Why Edge Functions for AI

Three reasons Edge Functions are the right choice for AI API calls:

1. **Security**: Your OpenAI/Anthropic API key lives as a server-side secret, never exposed to the client. Anyone with your frontend code can't extract the key.

2. **Database access**: Edge Functions run inside Supabase's infrastructure and have direct, low-latency access to your PostgreSQL database.
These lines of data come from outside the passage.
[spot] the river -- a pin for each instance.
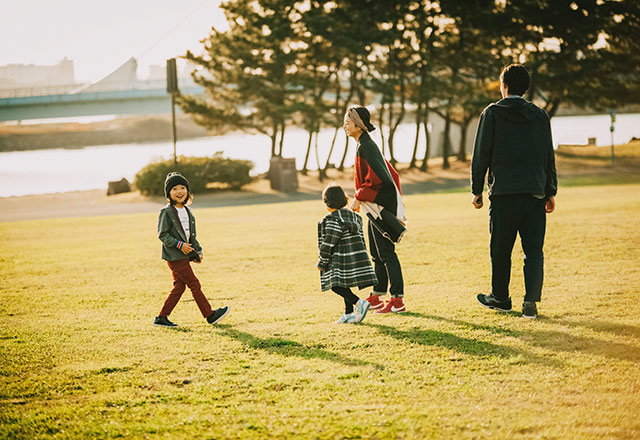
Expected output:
(62, 170)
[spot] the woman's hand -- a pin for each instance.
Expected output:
(550, 205)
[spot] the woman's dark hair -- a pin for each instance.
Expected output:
(334, 197)
(365, 116)
(516, 78)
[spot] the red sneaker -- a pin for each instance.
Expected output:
(394, 305)
(375, 302)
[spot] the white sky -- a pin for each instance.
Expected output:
(101, 35)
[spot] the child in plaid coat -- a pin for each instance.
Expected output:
(343, 259)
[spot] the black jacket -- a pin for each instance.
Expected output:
(513, 143)
(171, 234)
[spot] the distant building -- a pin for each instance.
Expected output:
(124, 77)
(17, 76)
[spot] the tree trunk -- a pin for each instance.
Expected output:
(283, 127)
(446, 147)
(427, 134)
(320, 170)
(414, 158)
(306, 156)
(346, 150)
(392, 132)
(381, 124)
(274, 139)
(462, 151)
(333, 143)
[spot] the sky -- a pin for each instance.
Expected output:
(99, 36)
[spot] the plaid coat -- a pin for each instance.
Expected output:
(343, 255)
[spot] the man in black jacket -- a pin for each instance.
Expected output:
(513, 143)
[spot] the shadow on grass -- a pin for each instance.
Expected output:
(561, 341)
(462, 345)
(598, 326)
(286, 347)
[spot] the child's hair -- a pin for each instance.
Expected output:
(334, 196)
(174, 179)
(187, 200)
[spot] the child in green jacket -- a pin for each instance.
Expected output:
(177, 231)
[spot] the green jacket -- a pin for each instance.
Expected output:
(513, 143)
(172, 235)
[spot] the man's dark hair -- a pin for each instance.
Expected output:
(516, 78)
(334, 197)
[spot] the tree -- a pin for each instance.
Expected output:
(248, 70)
(582, 53)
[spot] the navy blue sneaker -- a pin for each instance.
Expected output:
(218, 314)
(491, 302)
(163, 321)
(529, 310)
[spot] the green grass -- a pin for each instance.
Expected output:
(79, 357)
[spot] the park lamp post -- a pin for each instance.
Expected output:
(172, 89)
(612, 113)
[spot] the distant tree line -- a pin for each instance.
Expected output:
(286, 63)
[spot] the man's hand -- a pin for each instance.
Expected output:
(186, 248)
(550, 206)
(476, 201)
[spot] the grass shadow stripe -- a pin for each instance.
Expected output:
(468, 346)
(287, 347)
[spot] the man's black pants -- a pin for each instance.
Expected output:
(385, 264)
(510, 215)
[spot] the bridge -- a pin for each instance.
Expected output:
(119, 93)
(141, 97)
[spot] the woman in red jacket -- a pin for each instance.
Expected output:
(377, 187)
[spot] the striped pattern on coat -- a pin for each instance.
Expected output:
(343, 255)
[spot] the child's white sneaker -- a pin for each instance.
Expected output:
(347, 319)
(362, 307)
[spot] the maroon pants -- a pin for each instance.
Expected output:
(183, 276)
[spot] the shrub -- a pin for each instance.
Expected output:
(199, 171)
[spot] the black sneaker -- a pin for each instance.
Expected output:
(529, 310)
(491, 302)
(218, 314)
(164, 322)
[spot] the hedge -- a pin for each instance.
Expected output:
(199, 171)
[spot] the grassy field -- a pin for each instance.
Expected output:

You can fetch user context, store results, and log usage in the same function that calls the AI.

3. **Streaming support**: Edge Functions support Response streaming, which lets you send AI output to the client word-by-word — dramatically improving perceived performance for long AI responses.

Basic OpenAI Proxy Function

The simplest Edge Function: receive a prompt, call OpenAI, return the response.

```typescript
import OpenAI from "npm:openai"

const openai = new OpenAI({ apiKey: Deno.env.get("OPENAI_API_KEY") })

Deno.serve(async (req) => {
  const { prompt } = await req.json()
  
  const chat = await openai.chat.completions.create({
    model: "gpt-4o",
    messages: [{ role: "user", content: prompt }],
    max_tokens: 500
  })
  
  return new Response(
    JSON.stringify({ result: chat.choices[0].message.content }),
    { headers: { "Content-Type": "application/json" } }
  )
})
```

Deploy: `supabase functions deploy openai-proxy`. Secrets: `supabase secrets set OPENAI_API_KEY=sk-...`.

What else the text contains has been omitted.